One clip showed Bundy’s sister knocked to the ground by a federal agent. Another showed Bundy’s son, David Bundy, taken to the ground and arrested while taking photos of armed men with guns near the Bundy ranch six days before the standoff.
A third showed an agent zapping Bundy son Ammon Bundy with a stun gun when he used an ATV to block a dump truck that attorney Bret Whipple said Tuesday was hauling irrigation equipment that the government illegally ripped from arid public range where the family grazed cattle.
Whipple told jurors that in the end, they will be the ones to decide whether crimes were committed during what he says amounted to peaceful protests.
Earlier in the day, a prosecutor told jurors that Cliven Bundy and followers won the armed standoff with U.S. agents through use-of-force and violence “at the end of a gun.”
Acting U.S. Attorney Steven Myhre gave his two-hour opening summary of the case against Bundy, two of his sons and a co-defendant, casting the Nevada rancher as the leader of a conspiracy involving militia members and men, women and children.

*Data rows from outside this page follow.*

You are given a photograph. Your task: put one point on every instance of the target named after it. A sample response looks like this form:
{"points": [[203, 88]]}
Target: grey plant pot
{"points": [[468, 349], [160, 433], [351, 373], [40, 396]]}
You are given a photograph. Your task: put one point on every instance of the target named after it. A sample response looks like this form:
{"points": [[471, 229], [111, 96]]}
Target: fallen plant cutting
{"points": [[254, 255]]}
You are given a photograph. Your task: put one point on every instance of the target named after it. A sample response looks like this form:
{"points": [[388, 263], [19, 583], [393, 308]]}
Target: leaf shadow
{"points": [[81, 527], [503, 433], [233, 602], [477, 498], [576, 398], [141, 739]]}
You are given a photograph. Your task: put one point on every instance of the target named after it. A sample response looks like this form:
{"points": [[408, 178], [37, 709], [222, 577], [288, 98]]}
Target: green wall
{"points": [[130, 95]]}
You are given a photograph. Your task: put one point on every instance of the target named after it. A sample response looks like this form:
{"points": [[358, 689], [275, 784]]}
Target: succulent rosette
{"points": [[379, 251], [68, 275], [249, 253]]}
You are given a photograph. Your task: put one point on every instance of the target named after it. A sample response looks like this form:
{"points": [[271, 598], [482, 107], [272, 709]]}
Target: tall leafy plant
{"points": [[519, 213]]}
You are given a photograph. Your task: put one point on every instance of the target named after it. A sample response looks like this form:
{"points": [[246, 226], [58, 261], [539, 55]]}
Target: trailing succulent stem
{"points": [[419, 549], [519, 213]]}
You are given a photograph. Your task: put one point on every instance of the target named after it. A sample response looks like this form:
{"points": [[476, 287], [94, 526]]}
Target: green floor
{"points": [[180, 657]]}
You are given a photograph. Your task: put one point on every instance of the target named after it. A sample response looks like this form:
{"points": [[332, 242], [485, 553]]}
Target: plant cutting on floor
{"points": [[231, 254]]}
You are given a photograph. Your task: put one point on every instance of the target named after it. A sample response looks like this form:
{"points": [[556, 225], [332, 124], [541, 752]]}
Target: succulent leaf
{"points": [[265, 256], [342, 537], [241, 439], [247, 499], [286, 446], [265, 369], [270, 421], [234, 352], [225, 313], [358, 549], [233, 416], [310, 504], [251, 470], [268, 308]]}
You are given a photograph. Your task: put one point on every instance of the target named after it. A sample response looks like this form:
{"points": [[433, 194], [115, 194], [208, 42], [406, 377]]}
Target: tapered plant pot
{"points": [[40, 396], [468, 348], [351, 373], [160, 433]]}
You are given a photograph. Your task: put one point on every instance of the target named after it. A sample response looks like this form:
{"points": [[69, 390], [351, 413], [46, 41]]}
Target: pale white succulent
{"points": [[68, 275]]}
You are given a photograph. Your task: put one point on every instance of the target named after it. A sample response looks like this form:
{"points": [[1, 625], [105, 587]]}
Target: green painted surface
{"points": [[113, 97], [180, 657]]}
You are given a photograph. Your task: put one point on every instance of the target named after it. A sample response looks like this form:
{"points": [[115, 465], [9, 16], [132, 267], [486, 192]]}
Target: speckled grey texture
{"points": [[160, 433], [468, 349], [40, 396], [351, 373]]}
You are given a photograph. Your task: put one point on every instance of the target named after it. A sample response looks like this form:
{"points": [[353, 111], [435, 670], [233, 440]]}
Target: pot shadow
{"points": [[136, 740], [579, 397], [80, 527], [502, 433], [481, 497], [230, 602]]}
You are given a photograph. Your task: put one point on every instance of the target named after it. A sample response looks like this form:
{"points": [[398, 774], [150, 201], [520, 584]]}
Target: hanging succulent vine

Myhre said evidence will show they had a common objective – to get Bundy cattle back from federal agents trying to enforce lawful court orders to remove his cows from public rangeland for non-payment of grazing fees and penalties.
Bundy doesn’t recognize federal authority over land in U.S. states.
Whipple said that no one conspired with anyone in what amounted to a peaceful protest near Bunkerville, about 80 miles northeast of Las Vegas.
Myhre said the case is about violence and the use of guns.
The trial is expected to take four months.
Defense lawyers say the four men didn’t wield weapons and that no shots were fired in the standoff.
Prosecutors allege the 71-year-old Bundy, sons Ryan and Ammon Bundy, and Ryan Payne led a self-styled militia to stop federal agents at gunpoint from enforcing court orders to remove Bundy’s cattle from public rangeland.
Bundy refuses to pay grazing fees to a federal government that he maintains has no authority over land in the states.
Federal prosecutors have twice failed to win full convictions at trial of the men who had guns during the tense confrontation.
The four defendants sought to be released to a halfway house during trial.
The judge on Monday granted the request only to Ryan Bundy. He’s serving as his own attorney and argued he was hampered in preparing his case in jail.